Permutations refer to the different ways in which a set of objects can be arranged or ordered. When dealing with problems of arrangement, like forming words from given letters, permutations play a crucial role. The idea is to figure out all the possible ways to position these objects when sequence matters.

• In mathematical terms, permutations of a set of objects can be calculated using factorials, represented as \( n! \) for a set of size \( n \).
• For example, if you have four letters W, X, Y, and Z, the total permutations if you were to arrange all of them at once are \( 4! \), which equals \( 24 \).

Understanding permutations helps tackle more specific counting problems like those involving additional constraints such as restrictions on repetition.

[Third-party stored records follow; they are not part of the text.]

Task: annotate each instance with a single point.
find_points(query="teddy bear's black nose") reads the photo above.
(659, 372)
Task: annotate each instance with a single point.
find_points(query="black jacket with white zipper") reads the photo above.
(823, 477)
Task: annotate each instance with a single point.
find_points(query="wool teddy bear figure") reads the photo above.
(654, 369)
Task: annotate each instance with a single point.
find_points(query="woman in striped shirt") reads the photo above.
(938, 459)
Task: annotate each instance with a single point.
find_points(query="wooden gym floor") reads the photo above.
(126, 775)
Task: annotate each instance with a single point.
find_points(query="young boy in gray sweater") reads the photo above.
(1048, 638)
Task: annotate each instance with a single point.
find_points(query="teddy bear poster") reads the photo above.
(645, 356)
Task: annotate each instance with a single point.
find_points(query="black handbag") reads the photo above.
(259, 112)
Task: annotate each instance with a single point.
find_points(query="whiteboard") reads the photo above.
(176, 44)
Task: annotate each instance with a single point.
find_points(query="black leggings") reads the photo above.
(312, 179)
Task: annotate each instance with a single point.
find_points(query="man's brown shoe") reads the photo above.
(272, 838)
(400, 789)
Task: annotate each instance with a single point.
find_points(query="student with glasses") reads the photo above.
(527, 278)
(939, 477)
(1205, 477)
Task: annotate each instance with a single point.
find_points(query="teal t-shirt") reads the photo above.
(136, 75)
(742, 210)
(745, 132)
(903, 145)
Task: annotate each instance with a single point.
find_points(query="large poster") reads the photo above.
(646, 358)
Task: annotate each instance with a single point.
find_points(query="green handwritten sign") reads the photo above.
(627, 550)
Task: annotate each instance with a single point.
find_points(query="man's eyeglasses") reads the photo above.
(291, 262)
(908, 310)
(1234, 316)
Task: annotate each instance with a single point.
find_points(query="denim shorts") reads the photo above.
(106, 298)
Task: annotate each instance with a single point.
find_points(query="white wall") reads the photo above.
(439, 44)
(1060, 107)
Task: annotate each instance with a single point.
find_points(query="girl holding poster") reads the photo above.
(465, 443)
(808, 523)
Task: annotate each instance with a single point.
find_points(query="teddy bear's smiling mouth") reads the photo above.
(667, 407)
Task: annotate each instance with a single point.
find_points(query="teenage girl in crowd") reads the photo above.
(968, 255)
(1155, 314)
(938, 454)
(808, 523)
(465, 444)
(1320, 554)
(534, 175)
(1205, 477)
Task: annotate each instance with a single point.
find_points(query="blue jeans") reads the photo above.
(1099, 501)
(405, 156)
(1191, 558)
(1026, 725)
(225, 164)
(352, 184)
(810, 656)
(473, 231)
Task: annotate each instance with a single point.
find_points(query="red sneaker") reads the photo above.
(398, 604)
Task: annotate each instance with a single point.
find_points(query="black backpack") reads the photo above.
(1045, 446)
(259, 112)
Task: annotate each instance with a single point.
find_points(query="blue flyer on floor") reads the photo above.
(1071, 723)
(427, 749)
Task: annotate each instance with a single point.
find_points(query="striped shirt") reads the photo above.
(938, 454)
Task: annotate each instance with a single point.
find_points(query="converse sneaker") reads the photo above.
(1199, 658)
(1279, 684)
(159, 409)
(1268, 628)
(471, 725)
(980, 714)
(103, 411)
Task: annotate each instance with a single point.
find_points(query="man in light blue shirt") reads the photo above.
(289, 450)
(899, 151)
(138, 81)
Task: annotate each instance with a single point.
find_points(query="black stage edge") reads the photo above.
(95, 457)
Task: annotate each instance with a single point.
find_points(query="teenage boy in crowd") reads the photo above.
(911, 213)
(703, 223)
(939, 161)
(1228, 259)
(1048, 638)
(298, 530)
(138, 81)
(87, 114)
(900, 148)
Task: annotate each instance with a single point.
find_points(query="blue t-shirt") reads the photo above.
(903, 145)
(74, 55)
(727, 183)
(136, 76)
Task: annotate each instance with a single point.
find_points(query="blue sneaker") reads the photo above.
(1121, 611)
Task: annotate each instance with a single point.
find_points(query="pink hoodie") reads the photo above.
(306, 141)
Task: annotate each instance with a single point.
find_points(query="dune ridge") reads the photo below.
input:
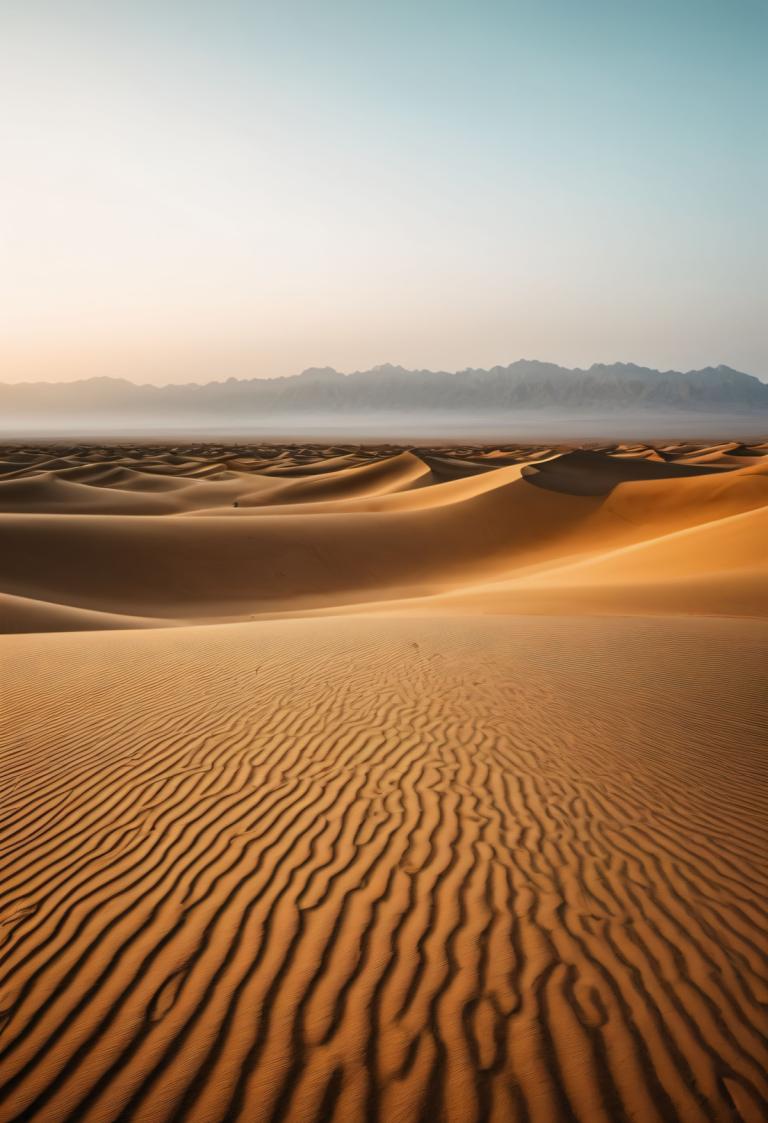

When counting with repetition, each position in an arrangement can be filled with any member from the set of objects repeatedly. This is akin to having a selection process where choices reset with each position.

• In the context of forming words, if you have 3 positions to fill with any of the 4 letters (W, X, Y, Z) and repetition of letters is allowed, each position has 4 possible letters.
• This results in a calculation like \( 4 \times 4 \times 4 = 4^3 \), which for the problem translates to 64 potential combinations or three-letter 'words'.

Counting with repetition is important when evaluating numbers of combinations where elements can appear more than once, such as pin codes or passwords often do.

On the other hand, counting without repetition requires that each choice is unique within the arrangement. This means once an item is used, it cannot appear again in the same sequence.

• This concept applies when forming words where no letters repeat in a sequence. If the word is 3 letters long and uses letters W, X, Y, Z, for the first position you have 4 choices, then 3 for the second, and finally 2 for the third.
• The result is calculated as \( 4 \times 3 \times 2 \), yielding 24 unique combinations. Each position gradually has fewer available options due to prior selections.

This method is crucial when the uniqueness of each item is required, often found in ID codes or unique promotional combinations.